In gathering links for StatHead yesterday, I came across this post at the Wages of Wins, wherein Prof. Berri mentions that the losses of Allen Iverson, Carmelo Anthony, & Rudy Gay did not hurt their respective teams. He then writes:

"In each of these examples, the loss of a scorer led people to forecast doom. In each case, the team losing the scorer managed to survive and even improve.

Readers of The Wages of Wins and Stumbling on Wins understand this basic story. Scoring is overvalued by many NBA observers. Top scorers do not always have the impact on wins that people imagine. But no matter how often this story repeats, each time a scorer is lost we still see the same arguments offered by adherents to the conventional wisdom (for example, this week the Grizzlies insisted they would never dream of letting Gay depart)."

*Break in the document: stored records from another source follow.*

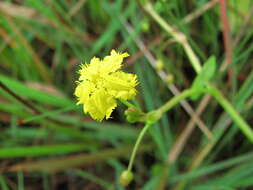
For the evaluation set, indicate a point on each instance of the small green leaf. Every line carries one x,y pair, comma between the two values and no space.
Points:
205,75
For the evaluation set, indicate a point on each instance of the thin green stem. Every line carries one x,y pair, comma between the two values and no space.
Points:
242,124
177,35
176,99
137,143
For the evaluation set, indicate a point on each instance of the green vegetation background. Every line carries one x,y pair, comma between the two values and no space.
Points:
47,142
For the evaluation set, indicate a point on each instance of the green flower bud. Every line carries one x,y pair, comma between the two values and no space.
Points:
134,115
126,177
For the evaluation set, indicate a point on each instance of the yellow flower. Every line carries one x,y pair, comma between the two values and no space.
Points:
101,82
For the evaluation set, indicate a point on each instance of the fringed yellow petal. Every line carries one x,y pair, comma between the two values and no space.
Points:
101,82
121,85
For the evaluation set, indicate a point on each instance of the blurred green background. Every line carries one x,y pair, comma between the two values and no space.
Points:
46,141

That's anecdotal evidence, though. What if we looked at every instance of a team losing its leading scorer? Would the typical team in that situation be impervious, or are those just a few cherry-picked exceptions to a larger rule?

Well, luckily, at BBR we have boxscores for every regular-season game since 1985-86. So I gathered our data, considering a team's "leading scorer" to be the player who led the team in PPG among players who played more than half of the team's games. I then looked at each team's offensive rating in every game, noting whether the designated "leading scorer" played in that game or not.

I also accounted for the strength of the opposing defense in each game by measuring how many pts/possession the opponent allowed in every game of the season except the one at hand. The end result will measure how well each offense performed relative to what we would expect from a league-average team facing the same opponent -- split by whether the team's "leading scorer" played or not.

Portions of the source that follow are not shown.